Understanding the extent of the problem has proven difficult due to lack of data about pollinator populations. North America and Europe keep the best data, and the latter has found that at least 37 percent of bee species and 31 percent of butterfly species are seeing declining populations. There are about 20,000 recognized species of pollinators, and according to the scientists 2 in 5 species of invertebrate pollinators (such as bees and butterflies) and 1 in 6 vertebrate pollinators (such as bats and hummingbirds) are on the path to extinction globally.
Due to the lack of sufficient data from Asia, Africa and Latin America, the number of threatened species may be much higher. Yet even without this data, it is clear that animal pollinators are increasingly threatened by human activity, which may have far reaching consequences for human food supply.
"We are in a period of decline and there are going to be increasing consequences," Simon Potts, report lead author and director of the Centre for Agri-Environmental Research at the University of Reading, told the Associated Press.
One of the major problems in mitigating the threat of extinction faced by many animal pollinators is pinpointing the cause. This trend toward mass extinction cannot be reduced to a single cause, although the report singles out a number of leading culprits, such as: dedicating large swathes of farmland to a single crop (thereby destroying the diversity that allows pollinators to thrive); the use of certain pesticides (particularly neonicotinoid, which attacks bees' nervous system); habitat loss due to human development; and global warming.

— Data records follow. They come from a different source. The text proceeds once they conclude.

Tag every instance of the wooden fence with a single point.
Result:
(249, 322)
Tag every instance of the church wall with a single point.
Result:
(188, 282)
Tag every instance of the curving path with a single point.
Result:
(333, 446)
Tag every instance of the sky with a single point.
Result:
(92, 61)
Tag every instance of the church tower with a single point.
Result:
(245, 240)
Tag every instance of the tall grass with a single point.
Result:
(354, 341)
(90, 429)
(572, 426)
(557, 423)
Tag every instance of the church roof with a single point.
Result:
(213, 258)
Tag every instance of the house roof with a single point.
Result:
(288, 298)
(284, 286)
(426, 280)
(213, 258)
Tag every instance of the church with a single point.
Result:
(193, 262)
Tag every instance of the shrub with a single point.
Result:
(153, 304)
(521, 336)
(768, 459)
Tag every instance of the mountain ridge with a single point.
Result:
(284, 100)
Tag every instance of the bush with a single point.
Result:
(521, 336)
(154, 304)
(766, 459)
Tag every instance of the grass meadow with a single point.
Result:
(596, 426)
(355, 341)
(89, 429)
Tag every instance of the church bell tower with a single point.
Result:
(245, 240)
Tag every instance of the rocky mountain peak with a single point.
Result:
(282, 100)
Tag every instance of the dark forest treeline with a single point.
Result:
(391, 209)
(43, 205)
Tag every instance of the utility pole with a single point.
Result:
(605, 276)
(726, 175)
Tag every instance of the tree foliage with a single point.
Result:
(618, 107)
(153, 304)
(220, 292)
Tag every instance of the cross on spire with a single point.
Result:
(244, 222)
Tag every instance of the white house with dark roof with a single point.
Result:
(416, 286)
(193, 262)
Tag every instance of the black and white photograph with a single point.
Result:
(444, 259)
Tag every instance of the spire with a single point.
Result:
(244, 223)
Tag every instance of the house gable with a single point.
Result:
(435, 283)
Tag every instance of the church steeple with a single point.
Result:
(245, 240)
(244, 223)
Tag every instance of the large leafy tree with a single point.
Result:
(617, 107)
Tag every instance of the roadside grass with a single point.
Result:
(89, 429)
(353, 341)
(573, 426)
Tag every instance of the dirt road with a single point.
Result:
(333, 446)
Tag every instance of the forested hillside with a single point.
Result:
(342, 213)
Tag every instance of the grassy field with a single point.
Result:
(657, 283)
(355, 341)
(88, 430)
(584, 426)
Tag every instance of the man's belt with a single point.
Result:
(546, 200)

Fortunately however, many of these problems can be rectified through local action, particularly when it comes to changing the way farmland is used. In addition to the dedication of large tracts of agricultural land to just one crop, the destruction of grassland (which is particularly conducive to thriving pollinator populations) has proceeded at an unprecedented rate—take Europe for instance, which has seen the destruction of 97 percent of its grasslands since World War II. The key is to develop local solutions to such problems, a good example being Britain, which now pays farmers to plant wildflower hedges for bees on their land.
Although the plight faced by animal pollinators—and by extension the humans which depend on their activities—is a dire one, the IPBES report is an important step in beginning to address the problem. This sentiment was neatly summed up by Dennis van Engelsdorp, a University of Maryland bee expert, who highlighted the urgency of taking action to the Associated Press.
"Everything falls apart if you take pollinators out of the game," van Engelsdorp said. "If we want to say we can feed the world in 2050, pollinators are going to be part of that."